Racista, sexista y excluyente
Pensé que en cuestiones de meeting o charlas digitales ya lo había visto todo, pero como ya es una constante en mí siempre resulta que por siempre estoy errado.
Accedo de buen agrado a un "convite" a un curso sobre, o acerca de “recursos humanos [RRHH]”, y en “verdacito” mis viejas sospechas de lo que entiendo en su acepción amplia o genérica sobre nuestros "recursos", sean estos de cualquier origen, pues viene a mi memoria inmediatamente cuadros tácitos de depredación, explotación, sobreexplotación, extinción, y un par más de perlitas relacionadas. Ahora, tras este “entrenamiento” reafirmo que esas sospechas centradas en externalidades negativas, han trascendido a “internalidades”. Ya solo con leer el título de "recursos humanos" me viene inmediatamente a la mente, la figura de "minería humana", y donde el ser humano es considerado un "insumo" o un “recurso”, o como lo llaman eufemísticamente las empresas privadas, “activos valiosos”.
De hecho, son los mismos humanos, en ese afán depredador, que no le importa valerse de otros congéneres para que su porción de torta que le toca sea mucho más grande que la de otros. ¡Oh Vilfrido Pareto! Y tú bendita teoría de la optimalidad, o de la eficiencia, o del equilibrio, o de la que sea, te digo que convendría llamarla “perpetuo desequilibrio donde muchos individuos reciben migajas y casi nadie tiene acceso a lino pan y vino", bueno, no necesariamente en ese orden.
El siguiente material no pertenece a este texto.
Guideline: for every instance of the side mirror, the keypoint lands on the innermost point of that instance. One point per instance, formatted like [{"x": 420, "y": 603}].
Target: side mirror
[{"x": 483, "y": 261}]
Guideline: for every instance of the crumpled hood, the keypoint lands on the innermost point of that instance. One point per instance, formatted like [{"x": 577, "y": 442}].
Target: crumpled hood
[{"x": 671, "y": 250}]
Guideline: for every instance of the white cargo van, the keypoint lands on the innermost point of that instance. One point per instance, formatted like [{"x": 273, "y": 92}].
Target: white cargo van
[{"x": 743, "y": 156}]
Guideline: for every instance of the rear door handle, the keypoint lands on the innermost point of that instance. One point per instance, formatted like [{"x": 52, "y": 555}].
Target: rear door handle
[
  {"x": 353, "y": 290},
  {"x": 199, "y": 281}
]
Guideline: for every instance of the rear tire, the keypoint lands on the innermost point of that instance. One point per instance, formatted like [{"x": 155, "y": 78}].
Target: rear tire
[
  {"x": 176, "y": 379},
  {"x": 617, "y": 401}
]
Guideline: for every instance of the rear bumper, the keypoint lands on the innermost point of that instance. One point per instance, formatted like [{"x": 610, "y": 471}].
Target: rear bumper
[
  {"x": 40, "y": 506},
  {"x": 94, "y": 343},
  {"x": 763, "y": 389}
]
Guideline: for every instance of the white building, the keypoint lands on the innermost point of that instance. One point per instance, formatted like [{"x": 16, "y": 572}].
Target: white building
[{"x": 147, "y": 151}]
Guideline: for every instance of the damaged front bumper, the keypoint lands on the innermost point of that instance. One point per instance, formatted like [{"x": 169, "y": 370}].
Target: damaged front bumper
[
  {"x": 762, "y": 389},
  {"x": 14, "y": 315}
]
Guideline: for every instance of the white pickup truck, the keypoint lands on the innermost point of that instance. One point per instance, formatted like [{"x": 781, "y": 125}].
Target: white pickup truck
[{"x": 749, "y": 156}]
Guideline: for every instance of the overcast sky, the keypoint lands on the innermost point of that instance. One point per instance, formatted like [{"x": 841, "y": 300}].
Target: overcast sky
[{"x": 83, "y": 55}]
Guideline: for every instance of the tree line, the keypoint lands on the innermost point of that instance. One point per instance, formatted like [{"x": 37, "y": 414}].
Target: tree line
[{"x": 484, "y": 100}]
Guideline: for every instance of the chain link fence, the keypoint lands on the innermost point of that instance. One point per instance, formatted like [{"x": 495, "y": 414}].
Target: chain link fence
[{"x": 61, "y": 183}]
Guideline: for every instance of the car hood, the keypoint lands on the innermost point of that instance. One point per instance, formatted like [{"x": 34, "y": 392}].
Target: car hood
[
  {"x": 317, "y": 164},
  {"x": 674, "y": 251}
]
Y de alguna manera todo estos criterios son aceptados por todos, ya que se supone, según el querido Darwincito, los procesos de la evolución, son obra de los más fuertes, de los más capacitados. ¡GRAN ERROR! y por supuesto, no lo digo yo, pero cómo me gustaría haberlo dicho, fue la brillante bióloga Lyn Margulis, que dijo, que los procesos evolutivos, los enormes avances de la civilización recaen en la cooperación en la simbiosis. en fin.
Este "brillante experto” en RRHH que está dando la charlita aboga, y también alega, según dice, por propios enjundiosos y también ajenos estudios, y basado, sobre todo en "su experticia", afirma textualmente y cito:
He llegado a la conclusión que los más trabajadores son los andinos, o provincianos, que las mujeres son más idóneas para las cobranzas …
... Si te equivocas [pues] patitas a la calle, porque no hay lugar al error, y los errores, equivocaciones o lo que sea, se pagan con el despido. Hay que priorizar sobre todo y ante todo a la empresa ...
Y también indica, sin rubor ni tapujo que:
… en estas buenas empresas no hay lugarcito para los que tienen alguna discapacidad
También habla sobre nuestra "legendaria y noble vara nacional". Claro él, se cuida de no utilizar dicha denominación. Al final, o específicamente, mucho antes del final de esta "asombrosa charla", llego a la inferencia que como sucede en el sector público, los recomendados o envarados han hecho su arribo. El “orador”, sí, él eufemísticamente los nombra como, "REFERIDOS". Pero sé que es lo mismo, y en el ámbito privado, muy innovadores ellos, ahora los han rebautizado para que suene más cool y aceptable de “referidos” en vez de “envarados”.
Así mismo remarca que, "el problema del subdesarrollo en este noble país se reduce a gestión de recursos humanos", y tal vez debería darle la razón y hacerle caso y salir a pasear a otros países para confirmar su brillante tesis. Más solo atino a reír para mis profundos adentros, pues este cursito destinado a “altos ejecutivos de RRHH” recibirán una certificación de 25 horas académicas con solo asistir a este “genial speech” de dos horas, o menos, claro siempre y cuando hayas pujado antes por tal acreditación, eso sí, democráticamente con alguna monedita virtual en mano, y enviando al toque* su capturita frontal, lateral o de costadito del voucher en cuestión, solo para verificar y de fe que no mientes.
Y como ya no soporté más este genial talk show, me despedí de todo el auditorio y sobre todo del "eximio orador". Dedicándole algunas pocas líneas, haciéndoles ver que me retiro prematuramente de tal evento, porque considero que la envergadura y sapiencia de este meeting, me ha desbordado y sobre todo me ha hecho reflexionar que no soy digno de estar en este foro extraordinario… o al revés, en fin.